Gluten-free Blueberry Pancakes

Anyone who knows me will know that I am a huge fan of pancakes. They are the perfect weekend breakfast as they feel like the ultimate indulgent treat yet they are so versatile and with a few simple modifications, you easily can transform them into a perfectly nutritious yet equally decadent stack! It all depends on which ingredients you choose to use – swapping the white flour and refined sugar for ground oats and maple syrup is a great place to start.

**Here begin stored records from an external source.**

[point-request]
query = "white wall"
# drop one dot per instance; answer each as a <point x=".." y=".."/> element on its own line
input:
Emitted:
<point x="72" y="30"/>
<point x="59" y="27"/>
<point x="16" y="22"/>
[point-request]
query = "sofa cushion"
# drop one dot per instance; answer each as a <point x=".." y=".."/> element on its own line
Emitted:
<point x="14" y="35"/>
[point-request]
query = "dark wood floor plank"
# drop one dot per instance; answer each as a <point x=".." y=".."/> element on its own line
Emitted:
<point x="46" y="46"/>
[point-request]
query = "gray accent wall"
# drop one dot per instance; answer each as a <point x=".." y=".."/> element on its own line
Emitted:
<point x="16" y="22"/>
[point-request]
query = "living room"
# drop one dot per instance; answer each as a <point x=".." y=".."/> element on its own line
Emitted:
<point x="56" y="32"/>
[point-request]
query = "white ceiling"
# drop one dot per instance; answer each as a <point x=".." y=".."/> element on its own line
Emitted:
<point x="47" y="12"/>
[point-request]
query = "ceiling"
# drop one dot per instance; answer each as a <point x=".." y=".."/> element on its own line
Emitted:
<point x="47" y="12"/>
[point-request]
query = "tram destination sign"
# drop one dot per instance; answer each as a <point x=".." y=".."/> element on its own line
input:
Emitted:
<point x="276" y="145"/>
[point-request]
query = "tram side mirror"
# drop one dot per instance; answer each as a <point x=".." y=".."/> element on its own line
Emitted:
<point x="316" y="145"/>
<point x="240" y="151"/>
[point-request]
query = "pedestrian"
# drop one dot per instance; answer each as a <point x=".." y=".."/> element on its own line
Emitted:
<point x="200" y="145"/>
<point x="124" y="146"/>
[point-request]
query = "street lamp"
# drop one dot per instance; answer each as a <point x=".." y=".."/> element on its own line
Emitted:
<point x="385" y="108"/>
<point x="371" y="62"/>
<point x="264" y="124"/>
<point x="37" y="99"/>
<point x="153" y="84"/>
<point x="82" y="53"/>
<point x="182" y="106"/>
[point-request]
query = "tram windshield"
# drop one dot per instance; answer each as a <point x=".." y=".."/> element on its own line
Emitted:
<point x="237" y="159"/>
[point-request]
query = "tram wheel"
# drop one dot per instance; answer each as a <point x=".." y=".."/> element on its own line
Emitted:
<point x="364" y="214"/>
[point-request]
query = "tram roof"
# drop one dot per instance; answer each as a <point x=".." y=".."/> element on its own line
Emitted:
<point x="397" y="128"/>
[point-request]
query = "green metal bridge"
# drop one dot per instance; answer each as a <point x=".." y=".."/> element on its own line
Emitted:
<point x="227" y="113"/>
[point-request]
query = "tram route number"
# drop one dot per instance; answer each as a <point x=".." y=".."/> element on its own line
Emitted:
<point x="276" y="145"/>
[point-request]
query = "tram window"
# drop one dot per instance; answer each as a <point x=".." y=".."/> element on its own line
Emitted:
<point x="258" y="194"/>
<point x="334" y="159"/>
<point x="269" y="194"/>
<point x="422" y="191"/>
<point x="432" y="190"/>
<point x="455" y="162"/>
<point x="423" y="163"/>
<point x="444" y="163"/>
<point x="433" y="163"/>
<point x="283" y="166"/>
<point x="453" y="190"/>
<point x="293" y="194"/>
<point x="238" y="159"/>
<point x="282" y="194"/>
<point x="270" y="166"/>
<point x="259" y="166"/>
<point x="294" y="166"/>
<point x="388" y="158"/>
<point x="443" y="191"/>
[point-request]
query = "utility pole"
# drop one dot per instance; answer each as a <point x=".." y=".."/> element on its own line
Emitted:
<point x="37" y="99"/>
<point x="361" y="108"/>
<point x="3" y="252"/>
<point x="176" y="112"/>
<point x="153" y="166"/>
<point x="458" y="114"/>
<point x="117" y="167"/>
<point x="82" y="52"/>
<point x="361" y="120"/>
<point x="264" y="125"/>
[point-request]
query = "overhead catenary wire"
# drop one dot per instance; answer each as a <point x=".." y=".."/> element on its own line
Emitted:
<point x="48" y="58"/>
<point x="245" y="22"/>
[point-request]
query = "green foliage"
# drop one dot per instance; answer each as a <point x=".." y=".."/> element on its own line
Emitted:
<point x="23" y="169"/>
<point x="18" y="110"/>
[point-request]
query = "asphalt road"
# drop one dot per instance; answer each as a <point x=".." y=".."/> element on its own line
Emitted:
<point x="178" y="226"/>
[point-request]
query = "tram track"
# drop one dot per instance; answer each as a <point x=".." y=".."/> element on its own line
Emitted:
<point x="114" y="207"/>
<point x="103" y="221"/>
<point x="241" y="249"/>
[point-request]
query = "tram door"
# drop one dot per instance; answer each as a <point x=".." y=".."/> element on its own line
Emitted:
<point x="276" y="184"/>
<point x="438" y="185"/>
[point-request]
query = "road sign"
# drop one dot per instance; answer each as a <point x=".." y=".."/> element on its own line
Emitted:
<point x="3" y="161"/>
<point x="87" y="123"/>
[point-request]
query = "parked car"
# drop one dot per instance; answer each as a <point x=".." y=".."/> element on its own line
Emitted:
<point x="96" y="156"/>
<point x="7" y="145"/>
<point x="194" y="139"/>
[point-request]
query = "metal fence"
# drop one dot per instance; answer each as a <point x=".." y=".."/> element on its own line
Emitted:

If you avoid gluten and dairy like myself, or if you’re just looking to enjoy your favourite weekend breakfast in a more healthy way, look no further! Here is my step-by-step guide to making the perfect healthy pancakes.

Ingredients

1/2 cup oat flour
1/2 mashed ripe banana
1 egg
1 tsp baking powder
2 tsp ground flaxseed
1 tsp maple/date syrup

2 tbsp almond milk

Optional add-ins: 

1/2 tsp cinnamon
1 tbsp cacao powder
1 tbsp smooth peanut butter
Handful of blueberries
Dark chocolate chips
 
Topping suggestions:
Fresh berries, Raspberry Chia Jam, Sticky Toffee Date Spread, chunks of Homemade Chocolate, homemade granola (try my Banana Nut Crunch Granola or Nutty Cinnamon Granola, banana slices, maple syrup, raw honey, date nectar, peanut butter, almond butter, homemade cacao sauce (healthy chocolate spread), freshly squeezed lemon juice, desiccated coconut, cacao nibs…

Method

1. Mix the wet ingredients in one bowl and the dry ingredients in another.
2. Add the wet ingredients to the dry ingredients and whisk everything together thoroughly.
3. Heat a frying pan with some coconut oil and add 2 tbsp of the batter per pancake.
4. Cook for about 2 mins per side until golden, then flip.
5. Add as many toppings as your heart desires – the more the merrier!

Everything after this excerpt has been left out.